Nous retrouvons 4 % de gens disant avoir eu des problèmes d’alcool et 4 % ayant eu des problèmes de toxicomanie. Contrairement à la question précédente, les sondages ont tendance à sous-estimer la réalité, car plusieurs sous-estiment leur véritable condition.

Antécédents criminels

4 % ont des antécédents criminels ou ont eu des démêlés importants avec la justice. Au final, plus de deux millions de personnes, auront connu, à un moment ou l’autre de leur vie une des neuf conditions difficiles de vie testées. Au total, 69 % des familles ont eu au moins un membre de leur famille ayant lutté contre l’un ou l’autre de ces fléaux. C’est énorme. C’est aussi vrai que les gens plus pauvres et moins scolarisés subissent davantage ces difficultés, mais le facteur le plus important demeure votre équilibre familial. Plus votre famille vit des difficultés et plus vous avez des chances de vivre les mêmes difficultés.

La famille

En somme, la crise économique, la crise des finances publiques et l’endettement des ménages n’aident pas, mais c’est surtout l’éclatement de la famille qui crée des conditions perdantes pour plusieurs Québécois. Aujourd’hui on ne demande plus aux parents combien ils ont d’enfants, mais aux enfants combien ils ont de parents. Si l’on veut un Québec plus fort et plus en santé, on doit donner un meilleur environnement à nos enfants. Cela prend tout un village pour élever un enfant (proverbe africain).
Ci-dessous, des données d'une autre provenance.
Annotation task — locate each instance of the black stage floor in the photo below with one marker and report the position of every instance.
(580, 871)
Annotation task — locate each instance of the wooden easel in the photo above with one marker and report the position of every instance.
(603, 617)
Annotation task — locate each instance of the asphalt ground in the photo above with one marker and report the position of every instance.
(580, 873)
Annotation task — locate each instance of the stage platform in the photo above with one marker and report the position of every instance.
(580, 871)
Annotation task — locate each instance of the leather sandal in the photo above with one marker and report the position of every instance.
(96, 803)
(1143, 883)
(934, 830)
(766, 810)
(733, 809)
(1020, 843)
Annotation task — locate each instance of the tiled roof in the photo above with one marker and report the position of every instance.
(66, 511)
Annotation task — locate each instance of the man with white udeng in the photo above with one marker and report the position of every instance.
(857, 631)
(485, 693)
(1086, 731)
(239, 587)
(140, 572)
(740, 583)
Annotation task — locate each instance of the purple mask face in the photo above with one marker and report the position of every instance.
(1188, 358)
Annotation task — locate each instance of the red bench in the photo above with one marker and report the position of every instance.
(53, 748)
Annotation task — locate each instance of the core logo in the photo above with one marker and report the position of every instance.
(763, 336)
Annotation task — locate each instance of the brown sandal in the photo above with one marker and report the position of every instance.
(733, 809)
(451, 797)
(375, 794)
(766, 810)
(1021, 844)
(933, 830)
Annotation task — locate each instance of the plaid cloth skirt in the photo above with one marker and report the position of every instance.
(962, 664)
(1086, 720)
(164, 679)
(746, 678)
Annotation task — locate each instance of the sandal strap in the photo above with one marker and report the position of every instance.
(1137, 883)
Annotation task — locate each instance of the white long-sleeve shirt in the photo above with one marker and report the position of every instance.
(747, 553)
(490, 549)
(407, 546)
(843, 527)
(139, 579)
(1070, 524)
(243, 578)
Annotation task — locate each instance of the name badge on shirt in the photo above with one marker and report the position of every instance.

Voici un extrait d'un article paru en 2009 sur le site mamanpourlavie.com sur la situation matrimoniale des québécois:

La famille québécoise n'a pas fini de se transformer. Trois enfants québécois sur cinq naissent hors mariage et la proportion de mariages rompus par un divorce atteint 52,4 %, indique le dernier rapport annuel du ministère de la Famille et des Aînés.

Mariage et unions libres
La proportion des naissances hors mariage atteint un nouveau sommet en 2005 avec 59,2 % de l’ensemble des naissances. Ce qui signifie qu’un nombre sans cesse croissant de couples opte pour l’union libre plutôt que pour le mariage pour former une famille. D’ailleurs, si les conditions observées en 2006 persistent à l’avenir, seuls 28 % des hommes et 30 % des femmes se marieraient avant leur cinquantième anniversaire. Une autre statistique témoigne que des changements s’effectuent au sein des couples : la proportion de mariages rompus par un divorce atteint un nouveau sommet avec 52,4 % en 2004.

Naissances
En 2007, pour une quatrième année consécutive, le nombre des naissances s’est accru. Selon les récentes estimations, 84 200 enfants sont nés au cours de cette dernière année comparativement à 82 100 en 2006, donc 2 100 naissances de plus en 2007 par rapport à 2006. Le nombre moyen d’enfants par femme en âge de procréer se situe à 1,65 en 2007 comparativement à 1,62 l’année précédente, à 1,52 en 2005 et à 1,48 en 2004. Cette progression, si elle se confirme, permet au Québec d’accéder au rang des juridictions à fécondité modérée. Par ailleurs, il est bien connu que les femmes ont leur premier enfant à un âge de plus en plus tardif. De 25,37 ans en 1980, l’âge moyen s’est haussé graduellement jusqu’à 27,95 ans en 2007.